これが意味することとして、aws s3apiやawscliによるaws s3を実行した場合、version-idを指定しない限りはオブジェクトが存在していてもレスポンス上では存在しない扱いとなります。

途中でバージョニングを有効にした場合のオブジェクトのライフサイクルで考えるべきこと

バージョニングが有効ではない場合、バージョン管理がなされていないため削除操作はそのまま反映されます。問題は、途中でバージョニングを有効にしたケースです。DeleteMarkerのつくオブジェクトに対するライフサイクルルールを設定しない限りは、単に不可視状態となっただけでバケット総サイズは減りません。

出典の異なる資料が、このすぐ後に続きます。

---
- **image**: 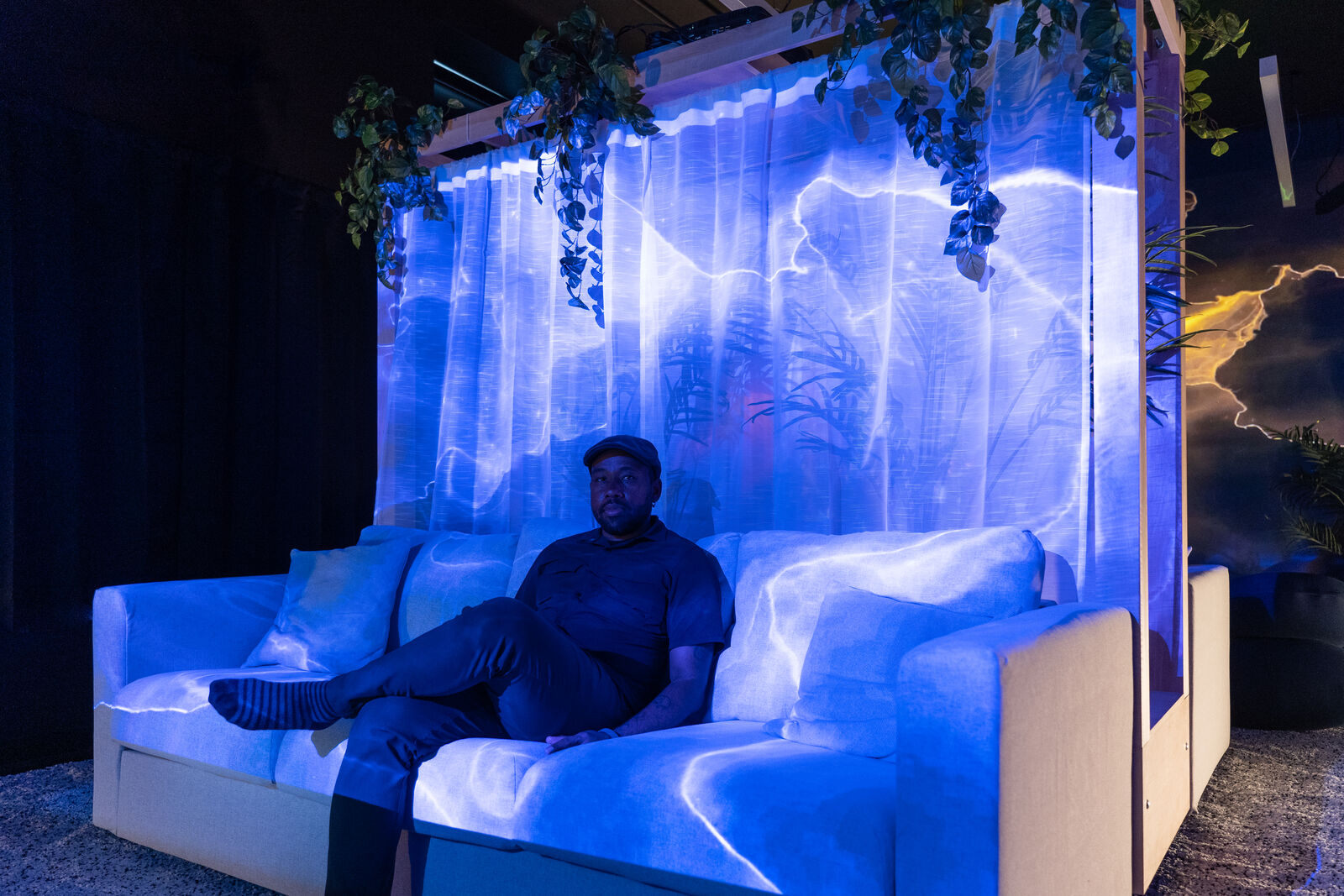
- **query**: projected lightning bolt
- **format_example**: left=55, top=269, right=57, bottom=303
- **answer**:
left=1183, top=265, right=1341, bottom=435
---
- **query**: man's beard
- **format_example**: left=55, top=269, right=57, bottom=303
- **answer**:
left=596, top=501, right=654, bottom=538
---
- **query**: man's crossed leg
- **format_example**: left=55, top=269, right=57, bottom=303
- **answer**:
left=210, top=598, right=637, bottom=893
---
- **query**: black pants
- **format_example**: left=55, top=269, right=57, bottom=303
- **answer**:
left=327, top=598, right=636, bottom=896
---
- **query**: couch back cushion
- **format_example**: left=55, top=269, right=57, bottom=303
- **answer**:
left=710, top=527, right=1044, bottom=721
left=359, top=525, right=517, bottom=646
left=502, top=516, right=593, bottom=598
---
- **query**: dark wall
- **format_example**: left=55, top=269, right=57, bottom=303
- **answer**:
left=0, top=0, right=440, bottom=773
left=1187, top=112, right=1344, bottom=574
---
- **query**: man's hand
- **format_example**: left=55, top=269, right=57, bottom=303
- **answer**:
left=546, top=731, right=612, bottom=752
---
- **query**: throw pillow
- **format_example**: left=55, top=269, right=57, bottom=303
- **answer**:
left=764, top=589, right=990, bottom=757
left=244, top=538, right=414, bottom=674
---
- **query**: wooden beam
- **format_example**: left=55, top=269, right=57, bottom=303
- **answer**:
left=421, top=7, right=845, bottom=159
left=1149, top=0, right=1185, bottom=59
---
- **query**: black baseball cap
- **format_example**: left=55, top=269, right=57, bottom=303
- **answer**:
left=583, top=435, right=663, bottom=479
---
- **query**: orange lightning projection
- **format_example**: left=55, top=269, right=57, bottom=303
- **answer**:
left=1181, top=265, right=1340, bottom=432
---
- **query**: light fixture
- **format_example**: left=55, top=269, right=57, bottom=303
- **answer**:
left=1261, top=56, right=1297, bottom=208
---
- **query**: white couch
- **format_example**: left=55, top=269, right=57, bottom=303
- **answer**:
left=92, top=520, right=1134, bottom=896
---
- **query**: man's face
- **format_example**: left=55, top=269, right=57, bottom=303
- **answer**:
left=589, top=451, right=663, bottom=542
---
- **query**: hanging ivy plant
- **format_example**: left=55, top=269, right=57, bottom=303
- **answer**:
left=793, top=0, right=1008, bottom=282
left=1156, top=0, right=1250, bottom=156
left=495, top=5, right=659, bottom=327
left=793, top=0, right=1245, bottom=280
left=332, top=76, right=462, bottom=289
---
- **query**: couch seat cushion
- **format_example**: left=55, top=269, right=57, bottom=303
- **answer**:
left=276, top=719, right=546, bottom=842
left=412, top=737, right=546, bottom=842
left=106, top=666, right=327, bottom=783
left=513, top=721, right=896, bottom=894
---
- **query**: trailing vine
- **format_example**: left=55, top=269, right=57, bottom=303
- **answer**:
left=1156, top=0, right=1250, bottom=156
left=1265, top=421, right=1344, bottom=558
left=332, top=76, right=462, bottom=289
left=793, top=0, right=1246, bottom=280
left=495, top=5, right=659, bottom=327
left=793, top=0, right=1008, bottom=282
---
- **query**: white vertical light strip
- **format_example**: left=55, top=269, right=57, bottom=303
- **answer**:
left=1261, top=56, right=1297, bottom=208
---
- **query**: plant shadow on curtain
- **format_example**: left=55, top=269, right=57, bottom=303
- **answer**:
left=376, top=23, right=1090, bottom=579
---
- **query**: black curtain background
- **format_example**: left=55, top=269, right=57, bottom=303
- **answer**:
left=0, top=97, right=376, bottom=773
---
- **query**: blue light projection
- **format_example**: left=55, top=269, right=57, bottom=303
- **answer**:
left=375, top=16, right=1141, bottom=592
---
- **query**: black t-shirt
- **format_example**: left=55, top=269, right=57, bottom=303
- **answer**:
left=517, top=517, right=724, bottom=708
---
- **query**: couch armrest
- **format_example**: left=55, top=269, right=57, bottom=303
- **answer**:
left=896, top=603, right=1134, bottom=896
left=92, top=575, right=285, bottom=705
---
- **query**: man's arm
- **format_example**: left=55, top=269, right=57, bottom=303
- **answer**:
left=546, top=643, right=714, bottom=752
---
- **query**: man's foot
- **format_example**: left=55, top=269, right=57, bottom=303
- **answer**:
left=210, top=679, right=340, bottom=731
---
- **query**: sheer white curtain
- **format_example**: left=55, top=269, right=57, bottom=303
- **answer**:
left=376, top=22, right=1102, bottom=578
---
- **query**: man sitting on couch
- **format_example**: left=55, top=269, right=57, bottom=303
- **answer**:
left=210, top=435, right=724, bottom=893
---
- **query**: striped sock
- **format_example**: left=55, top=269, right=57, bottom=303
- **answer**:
left=210, top=679, right=340, bottom=731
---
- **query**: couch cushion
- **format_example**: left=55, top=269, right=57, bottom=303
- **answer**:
left=398, top=532, right=517, bottom=643
left=764, top=589, right=990, bottom=760
left=696, top=532, right=742, bottom=643
left=276, top=719, right=354, bottom=804
left=513, top=721, right=896, bottom=894
left=412, top=737, right=546, bottom=842
left=106, top=666, right=327, bottom=783
left=244, top=540, right=412, bottom=673
left=504, top=517, right=593, bottom=598
left=276, top=719, right=546, bottom=842
left=710, top=527, right=1043, bottom=721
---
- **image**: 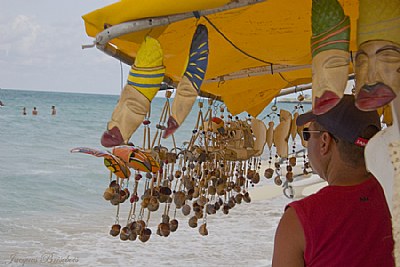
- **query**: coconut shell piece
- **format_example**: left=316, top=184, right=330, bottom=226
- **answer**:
left=103, top=187, right=115, bottom=201
left=139, top=228, right=151, bottom=243
left=158, top=223, right=171, bottom=237
left=274, top=175, right=282, bottom=186
left=182, top=204, right=191, bottom=216
left=206, top=204, right=217, bottom=215
left=199, top=223, right=208, bottom=236
left=174, top=191, right=186, bottom=209
left=243, top=192, right=251, bottom=203
left=297, top=124, right=308, bottom=147
left=147, top=197, right=160, bottom=211
left=169, top=219, right=179, bottom=232
left=251, top=118, right=267, bottom=157
left=264, top=168, right=274, bottom=179
left=266, top=121, right=274, bottom=151
left=290, top=112, right=299, bottom=140
left=119, top=226, right=131, bottom=241
left=188, top=216, right=198, bottom=228
left=110, top=224, right=121, bottom=236
left=235, top=193, right=243, bottom=204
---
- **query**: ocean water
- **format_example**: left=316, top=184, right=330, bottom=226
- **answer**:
left=0, top=89, right=309, bottom=266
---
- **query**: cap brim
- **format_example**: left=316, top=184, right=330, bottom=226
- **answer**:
left=296, top=111, right=316, bottom=126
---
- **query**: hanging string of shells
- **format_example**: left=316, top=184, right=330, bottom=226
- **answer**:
left=71, top=91, right=314, bottom=242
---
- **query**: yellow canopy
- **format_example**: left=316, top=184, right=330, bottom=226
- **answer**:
left=83, top=0, right=358, bottom=116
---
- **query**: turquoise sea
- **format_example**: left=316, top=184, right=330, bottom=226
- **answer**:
left=0, top=89, right=309, bottom=266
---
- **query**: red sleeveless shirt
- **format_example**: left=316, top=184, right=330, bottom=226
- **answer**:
left=288, top=178, right=394, bottom=267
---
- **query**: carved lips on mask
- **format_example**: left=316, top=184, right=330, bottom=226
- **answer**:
left=313, top=91, right=341, bottom=115
left=356, top=82, right=396, bottom=111
left=355, top=40, right=400, bottom=111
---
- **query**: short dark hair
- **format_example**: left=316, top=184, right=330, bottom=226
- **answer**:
left=314, top=122, right=379, bottom=167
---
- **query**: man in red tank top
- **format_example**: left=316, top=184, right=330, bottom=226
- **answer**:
left=272, top=95, right=394, bottom=267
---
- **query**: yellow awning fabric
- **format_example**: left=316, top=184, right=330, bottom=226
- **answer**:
left=83, top=0, right=358, bottom=116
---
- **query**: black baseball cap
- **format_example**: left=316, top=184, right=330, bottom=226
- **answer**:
left=296, top=95, right=381, bottom=146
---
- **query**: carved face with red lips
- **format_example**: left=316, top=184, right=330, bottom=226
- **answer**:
left=355, top=40, right=400, bottom=111
left=312, top=49, right=350, bottom=115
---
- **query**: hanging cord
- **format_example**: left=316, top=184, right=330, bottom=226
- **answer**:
left=203, top=16, right=304, bottom=86
left=203, top=16, right=274, bottom=74
left=119, top=60, right=124, bottom=92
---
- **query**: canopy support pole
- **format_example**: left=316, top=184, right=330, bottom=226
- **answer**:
left=91, top=0, right=265, bottom=55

取るべき対応としては、以下の内容にてライフサイクルルールを追加することです。完全に削除する日数については環境に応じて調整しましょう。

なお、今回問題となったバケットは最初からバージョニング有効でした。

現バージョンと前バージョンのデータ量を確認したい場合

Storage Lensからダッシュボードを作成します。ダッシュボードの名前を指定後、特に設定を変更せずに作成でも問題ありません。

次に、「傾向とディストリビューション」にて「旧バージョンのバイト数」と「現行バージョンのバイト数」で比較してみましょう。

旧バージョンのファイルサイズが増加する一方の場合は、ライフサイクルルールの追加あるいは見直しをすべきです。

あとがき

S3バケットでバージョニングを有効にする場合は、DeleteMarkerの挙動について把握しておくことでコスト節約に繋がります。

S3バケットサイズが100TBになると、S3標準の場合にて最初の50TBまでが 0.023USD/GB、次の50TBが 0.022USD/GB となるため

$0.023 * 50000 = $1150
$0.022 * 50000 = $1100
$1150 + $1100 = $2250

となります。これはバージョニングが有効で且つ削除されていない古いバージョンのオブジェクトサイズも含まれます。ファイル個別サイズの都合で 0.023USD の料金が50TBにかからないケースもありますが、0.001USDの違いであって大きなコストが発生することには変わりありません。

消したつもりが積み重なって多額の利用費に繋がってしまわないよう、バージョニングが有効な場合は古いバージョンのオブジェクトについても確認しておきましょう。